More god-like in its period? but now the Age of Clay

Returns in horrid cycle, and the earth

Hath borne again a noisy progeny

Of ignorant Titans, whose ungodly birth

Hurls them against the august hierarchy

Which sat upon Olympus, to the Dust

They have appealed, and to that barren arbiter they must

Repair for judgment, let them, if they can,

From Natural Warfare and insensate Chance,

Create the new Ideal rule for man!

Methinks that was not my inheritance;

For I was nurtured otherwise, my soul

Passes from higher heights of life to a more supreme goal.
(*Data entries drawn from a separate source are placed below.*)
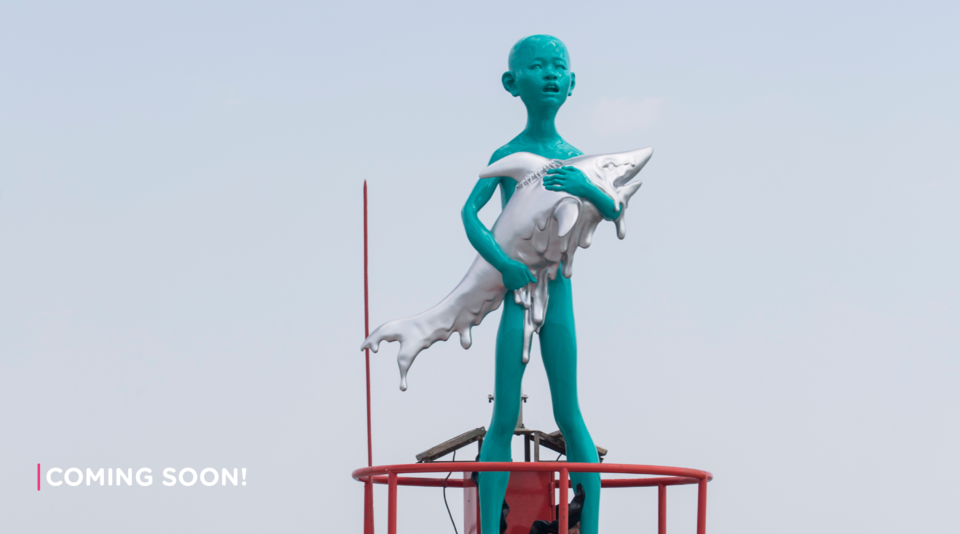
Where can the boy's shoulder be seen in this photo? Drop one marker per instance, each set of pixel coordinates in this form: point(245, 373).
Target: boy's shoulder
point(512, 147)
point(561, 150)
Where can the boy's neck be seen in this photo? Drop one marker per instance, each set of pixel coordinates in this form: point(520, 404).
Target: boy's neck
point(541, 126)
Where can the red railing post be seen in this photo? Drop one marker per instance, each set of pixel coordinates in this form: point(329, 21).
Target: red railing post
point(564, 518)
point(661, 509)
point(368, 506)
point(702, 506)
point(392, 503)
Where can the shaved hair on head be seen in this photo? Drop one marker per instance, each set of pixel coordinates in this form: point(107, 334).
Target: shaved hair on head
point(530, 44)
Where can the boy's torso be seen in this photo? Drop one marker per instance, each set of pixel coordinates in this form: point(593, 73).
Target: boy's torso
point(557, 149)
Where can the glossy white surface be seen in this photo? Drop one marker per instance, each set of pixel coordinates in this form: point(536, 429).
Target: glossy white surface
point(540, 228)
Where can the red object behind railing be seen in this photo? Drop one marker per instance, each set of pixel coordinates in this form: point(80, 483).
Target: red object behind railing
point(665, 476)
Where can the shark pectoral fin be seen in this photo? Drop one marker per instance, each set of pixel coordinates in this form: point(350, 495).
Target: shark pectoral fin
point(516, 166)
point(621, 226)
point(629, 190)
point(566, 213)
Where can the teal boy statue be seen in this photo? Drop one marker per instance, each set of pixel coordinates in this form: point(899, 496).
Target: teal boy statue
point(553, 197)
point(540, 75)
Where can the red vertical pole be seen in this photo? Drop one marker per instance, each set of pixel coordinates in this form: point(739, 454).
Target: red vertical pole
point(662, 509)
point(368, 485)
point(702, 507)
point(392, 503)
point(564, 518)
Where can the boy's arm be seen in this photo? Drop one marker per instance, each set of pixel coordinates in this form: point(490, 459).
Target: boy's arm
point(573, 181)
point(515, 274)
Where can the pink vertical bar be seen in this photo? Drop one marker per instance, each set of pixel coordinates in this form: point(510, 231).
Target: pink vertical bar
point(662, 509)
point(392, 503)
point(702, 507)
point(564, 518)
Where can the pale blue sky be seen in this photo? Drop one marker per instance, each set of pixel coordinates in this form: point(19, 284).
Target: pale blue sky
point(180, 254)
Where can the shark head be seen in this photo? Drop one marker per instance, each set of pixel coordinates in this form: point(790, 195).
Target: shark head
point(614, 173)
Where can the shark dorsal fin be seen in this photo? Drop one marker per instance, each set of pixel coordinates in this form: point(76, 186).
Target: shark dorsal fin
point(516, 166)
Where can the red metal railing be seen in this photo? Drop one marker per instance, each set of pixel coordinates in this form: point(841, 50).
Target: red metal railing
point(662, 477)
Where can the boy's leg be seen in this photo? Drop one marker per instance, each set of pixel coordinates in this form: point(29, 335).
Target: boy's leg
point(558, 346)
point(506, 409)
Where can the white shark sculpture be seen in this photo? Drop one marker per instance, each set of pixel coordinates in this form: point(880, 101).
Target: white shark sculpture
point(539, 228)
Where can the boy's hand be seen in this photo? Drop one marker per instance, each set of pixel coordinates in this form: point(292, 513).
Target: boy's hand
point(568, 179)
point(516, 275)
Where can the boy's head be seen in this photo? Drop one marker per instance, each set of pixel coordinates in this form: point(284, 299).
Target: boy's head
point(539, 72)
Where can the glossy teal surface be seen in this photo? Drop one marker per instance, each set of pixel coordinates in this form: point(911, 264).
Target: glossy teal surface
point(540, 75)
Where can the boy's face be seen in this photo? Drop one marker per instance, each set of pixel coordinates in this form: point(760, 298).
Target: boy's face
point(540, 73)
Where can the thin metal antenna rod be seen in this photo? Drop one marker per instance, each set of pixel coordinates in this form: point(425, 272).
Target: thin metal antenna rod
point(368, 486)
point(366, 324)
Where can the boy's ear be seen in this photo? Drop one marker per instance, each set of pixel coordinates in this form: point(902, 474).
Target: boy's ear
point(510, 83)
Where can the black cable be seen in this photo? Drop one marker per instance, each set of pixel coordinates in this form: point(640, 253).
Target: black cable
point(445, 496)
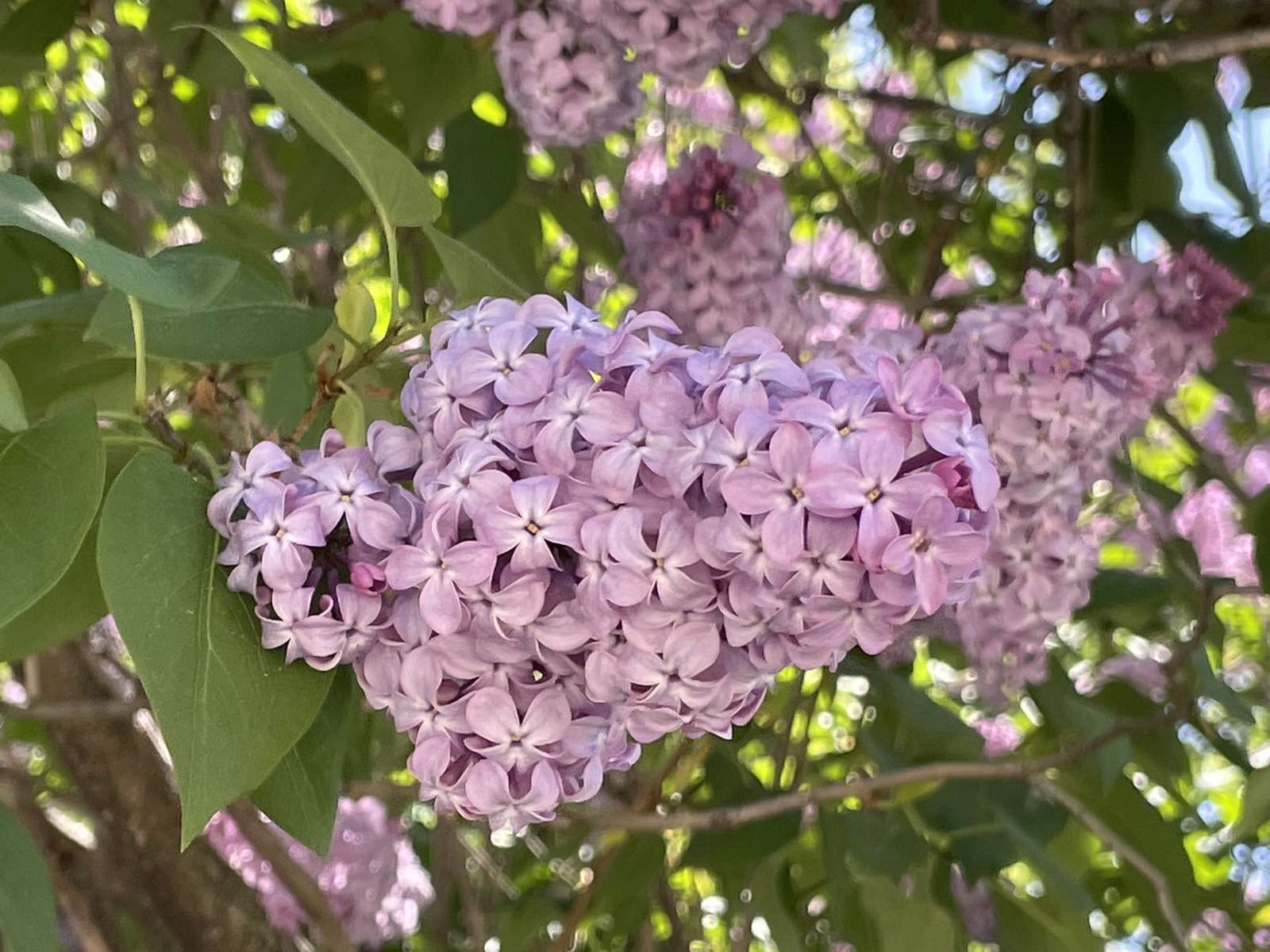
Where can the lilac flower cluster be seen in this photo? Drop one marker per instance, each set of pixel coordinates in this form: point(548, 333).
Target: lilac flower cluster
point(572, 69)
point(709, 241)
point(1210, 516)
point(306, 539)
point(1060, 380)
point(371, 876)
point(611, 536)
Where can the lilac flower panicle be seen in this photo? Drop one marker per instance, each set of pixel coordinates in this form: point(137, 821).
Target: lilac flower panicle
point(568, 80)
point(471, 17)
point(709, 245)
point(598, 536)
point(1060, 378)
point(371, 876)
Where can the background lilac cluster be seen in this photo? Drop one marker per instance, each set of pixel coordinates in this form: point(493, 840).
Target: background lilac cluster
point(1062, 378)
point(611, 536)
point(371, 876)
point(572, 69)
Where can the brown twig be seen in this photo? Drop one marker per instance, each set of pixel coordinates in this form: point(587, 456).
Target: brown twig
point(1155, 55)
point(1100, 829)
point(294, 876)
point(864, 787)
point(64, 711)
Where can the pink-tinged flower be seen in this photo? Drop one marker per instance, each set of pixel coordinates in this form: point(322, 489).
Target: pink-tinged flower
point(527, 520)
point(1210, 518)
point(514, 605)
point(362, 620)
point(349, 489)
point(318, 639)
point(512, 801)
point(469, 482)
point(394, 448)
point(368, 578)
point(827, 565)
point(578, 410)
point(937, 543)
point(470, 327)
point(266, 460)
point(437, 393)
point(511, 740)
point(283, 531)
point(518, 378)
point(876, 486)
point(619, 465)
point(914, 393)
point(956, 435)
point(605, 582)
point(658, 569)
point(441, 772)
point(438, 570)
point(800, 482)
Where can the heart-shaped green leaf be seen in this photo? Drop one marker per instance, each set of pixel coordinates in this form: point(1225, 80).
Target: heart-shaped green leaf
point(229, 710)
point(50, 486)
point(23, 206)
point(402, 194)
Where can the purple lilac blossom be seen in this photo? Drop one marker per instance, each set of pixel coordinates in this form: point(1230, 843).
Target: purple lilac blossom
point(1060, 378)
point(306, 541)
point(371, 876)
point(568, 80)
point(601, 536)
point(672, 527)
point(709, 245)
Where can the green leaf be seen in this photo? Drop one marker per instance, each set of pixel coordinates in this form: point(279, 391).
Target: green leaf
point(348, 416)
point(402, 194)
point(880, 842)
point(355, 314)
point(483, 164)
point(302, 793)
point(584, 224)
point(29, 913)
point(75, 308)
point(1128, 598)
point(251, 319)
point(37, 23)
point(23, 206)
point(1213, 685)
point(51, 480)
point(639, 862)
point(229, 710)
point(471, 273)
point(1038, 926)
point(13, 416)
point(70, 607)
point(287, 393)
point(1257, 805)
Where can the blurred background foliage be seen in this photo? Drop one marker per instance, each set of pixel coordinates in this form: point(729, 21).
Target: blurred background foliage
point(149, 137)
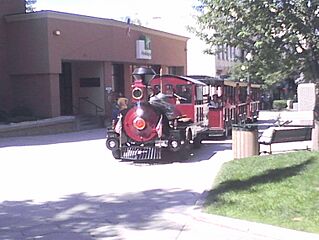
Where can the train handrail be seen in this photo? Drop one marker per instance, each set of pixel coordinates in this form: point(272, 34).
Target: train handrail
point(97, 107)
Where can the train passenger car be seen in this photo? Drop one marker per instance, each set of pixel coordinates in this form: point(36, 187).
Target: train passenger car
point(167, 113)
point(230, 103)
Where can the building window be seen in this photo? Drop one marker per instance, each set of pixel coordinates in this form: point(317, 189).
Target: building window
point(176, 70)
point(90, 82)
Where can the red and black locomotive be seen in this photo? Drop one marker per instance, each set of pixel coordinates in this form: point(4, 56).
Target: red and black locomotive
point(168, 113)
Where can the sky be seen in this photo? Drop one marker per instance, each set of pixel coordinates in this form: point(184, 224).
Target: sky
point(167, 15)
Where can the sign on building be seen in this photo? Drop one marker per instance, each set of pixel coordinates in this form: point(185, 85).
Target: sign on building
point(143, 48)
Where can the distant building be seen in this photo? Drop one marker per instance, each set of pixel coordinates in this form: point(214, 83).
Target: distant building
point(49, 61)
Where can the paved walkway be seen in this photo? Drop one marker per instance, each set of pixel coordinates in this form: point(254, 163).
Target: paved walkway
point(65, 220)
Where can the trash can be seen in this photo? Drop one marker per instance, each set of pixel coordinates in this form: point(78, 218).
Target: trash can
point(245, 140)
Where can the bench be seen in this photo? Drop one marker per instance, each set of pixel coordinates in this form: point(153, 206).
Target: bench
point(284, 134)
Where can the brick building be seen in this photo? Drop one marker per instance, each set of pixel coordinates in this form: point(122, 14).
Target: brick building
point(59, 64)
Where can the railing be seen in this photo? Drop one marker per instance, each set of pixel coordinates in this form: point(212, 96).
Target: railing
point(86, 99)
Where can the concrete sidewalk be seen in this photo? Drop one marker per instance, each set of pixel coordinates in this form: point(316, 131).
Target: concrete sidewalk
point(205, 226)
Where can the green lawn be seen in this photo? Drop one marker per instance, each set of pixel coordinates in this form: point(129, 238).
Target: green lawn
point(280, 189)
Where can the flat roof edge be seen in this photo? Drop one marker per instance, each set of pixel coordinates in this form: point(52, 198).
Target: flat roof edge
point(88, 19)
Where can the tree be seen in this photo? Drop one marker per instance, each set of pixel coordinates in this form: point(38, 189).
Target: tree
point(281, 35)
point(29, 5)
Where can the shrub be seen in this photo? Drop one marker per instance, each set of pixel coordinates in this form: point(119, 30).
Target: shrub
point(279, 104)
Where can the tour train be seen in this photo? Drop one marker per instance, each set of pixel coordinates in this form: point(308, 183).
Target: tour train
point(169, 113)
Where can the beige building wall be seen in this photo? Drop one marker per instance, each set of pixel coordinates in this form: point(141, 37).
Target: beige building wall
point(39, 42)
point(6, 7)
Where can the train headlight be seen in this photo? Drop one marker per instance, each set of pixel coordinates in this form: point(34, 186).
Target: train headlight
point(137, 93)
point(174, 145)
point(112, 143)
point(139, 123)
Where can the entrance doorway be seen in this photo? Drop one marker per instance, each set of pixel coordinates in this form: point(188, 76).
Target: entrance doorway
point(66, 97)
point(118, 78)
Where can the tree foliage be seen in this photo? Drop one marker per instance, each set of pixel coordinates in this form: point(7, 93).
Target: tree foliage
point(29, 5)
point(281, 35)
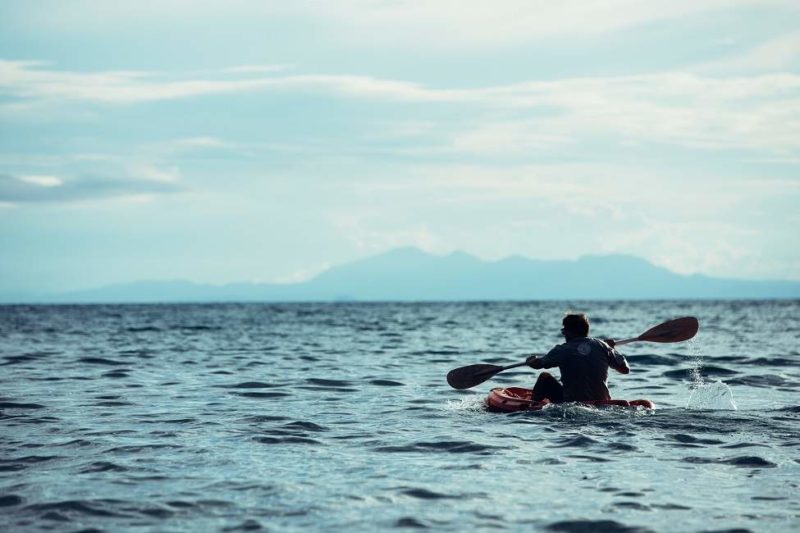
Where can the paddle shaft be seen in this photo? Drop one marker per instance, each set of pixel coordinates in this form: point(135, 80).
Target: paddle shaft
point(679, 329)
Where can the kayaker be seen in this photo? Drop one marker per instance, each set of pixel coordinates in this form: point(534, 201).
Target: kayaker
point(583, 361)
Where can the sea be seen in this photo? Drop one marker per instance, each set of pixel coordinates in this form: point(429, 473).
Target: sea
point(337, 417)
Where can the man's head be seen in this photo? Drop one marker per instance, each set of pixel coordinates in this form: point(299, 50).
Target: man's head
point(575, 326)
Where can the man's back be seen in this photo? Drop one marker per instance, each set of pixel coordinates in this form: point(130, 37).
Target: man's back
point(583, 363)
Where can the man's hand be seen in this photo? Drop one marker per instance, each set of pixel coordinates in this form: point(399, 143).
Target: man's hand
point(533, 362)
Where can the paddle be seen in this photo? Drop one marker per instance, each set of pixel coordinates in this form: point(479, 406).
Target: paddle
point(677, 330)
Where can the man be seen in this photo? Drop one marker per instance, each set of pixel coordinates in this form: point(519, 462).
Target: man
point(583, 362)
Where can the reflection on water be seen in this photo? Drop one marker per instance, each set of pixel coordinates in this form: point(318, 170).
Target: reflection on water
point(240, 417)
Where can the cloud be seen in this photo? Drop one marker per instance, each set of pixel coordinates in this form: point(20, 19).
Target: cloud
point(52, 189)
point(759, 112)
point(439, 25)
point(778, 54)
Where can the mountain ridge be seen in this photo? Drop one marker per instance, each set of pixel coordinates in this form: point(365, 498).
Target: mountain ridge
point(410, 274)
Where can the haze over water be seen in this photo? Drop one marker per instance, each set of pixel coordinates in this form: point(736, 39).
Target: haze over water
point(337, 416)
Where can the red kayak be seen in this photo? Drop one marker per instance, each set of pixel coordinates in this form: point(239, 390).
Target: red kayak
point(511, 399)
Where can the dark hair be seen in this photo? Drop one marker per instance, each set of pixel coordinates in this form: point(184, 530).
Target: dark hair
point(576, 324)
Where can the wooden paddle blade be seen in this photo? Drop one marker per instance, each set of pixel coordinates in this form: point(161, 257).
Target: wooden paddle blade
point(469, 376)
point(677, 330)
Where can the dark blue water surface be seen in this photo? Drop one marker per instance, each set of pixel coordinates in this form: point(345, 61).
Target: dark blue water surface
point(338, 416)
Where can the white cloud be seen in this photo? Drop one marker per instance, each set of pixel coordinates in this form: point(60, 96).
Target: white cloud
point(756, 113)
point(42, 181)
point(778, 54)
point(150, 172)
point(430, 25)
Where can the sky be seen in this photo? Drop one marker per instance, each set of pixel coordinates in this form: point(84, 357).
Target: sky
point(266, 141)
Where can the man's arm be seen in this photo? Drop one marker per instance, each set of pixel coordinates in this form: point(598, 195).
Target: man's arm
point(616, 360)
point(548, 361)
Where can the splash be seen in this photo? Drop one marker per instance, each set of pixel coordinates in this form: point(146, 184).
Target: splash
point(469, 403)
point(705, 395)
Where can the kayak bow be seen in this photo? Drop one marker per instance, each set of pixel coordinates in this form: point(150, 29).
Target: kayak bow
point(509, 399)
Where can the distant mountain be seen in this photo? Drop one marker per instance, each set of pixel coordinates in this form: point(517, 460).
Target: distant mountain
point(409, 274)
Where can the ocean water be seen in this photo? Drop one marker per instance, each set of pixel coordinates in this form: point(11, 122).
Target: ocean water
point(338, 417)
Lo! while we spake the earth did turn away

Her visage from the God, and Hecate’s boat

Rose silver-laden, till the jealous day

Blew all its torches out: I did not note

The waning hours, to young Endymions

Time’s palsied fingers count in vain his rosary of suns!—

Mark how the yellow iris wearily

Leans back its throat, as though it would be kissed

By its false chamberer, the dragon-fly,

Who, like a blue vein on a girl’s white wrist,

Sleeps on that snowy primrose of the night,

Which ’gins to flush with crimson shame, and die beneath the light.

Come let us go, against the pallid shield

Of the wan sky the almond blossoms gleam,

The corn-crake nested in the unmown field

Answers its mate, across the misty stream

On fitful wing the startled curlews fly,

And in his sedgy bed the lark, for joy that Day is nigh,

Scatters the pearléd dew from off the grass,

In tremulous ecstasy to greet the sun,

Who soon in gilded panoply will pass

Forth from yon orange-curtained pavilion

Hung in the burning east, see, the red rim

O’ertops the expectant hills! it is the God! for love of him

Already the shrill lark is out of sight,

Flooding with waves of song this silent dell,—

Ah! there is something more in that bird’s flight

Than could be tested in a crucible!—

But the air freshens, let us go,—why soon

The woodmen will be here; how we have lived this night of June!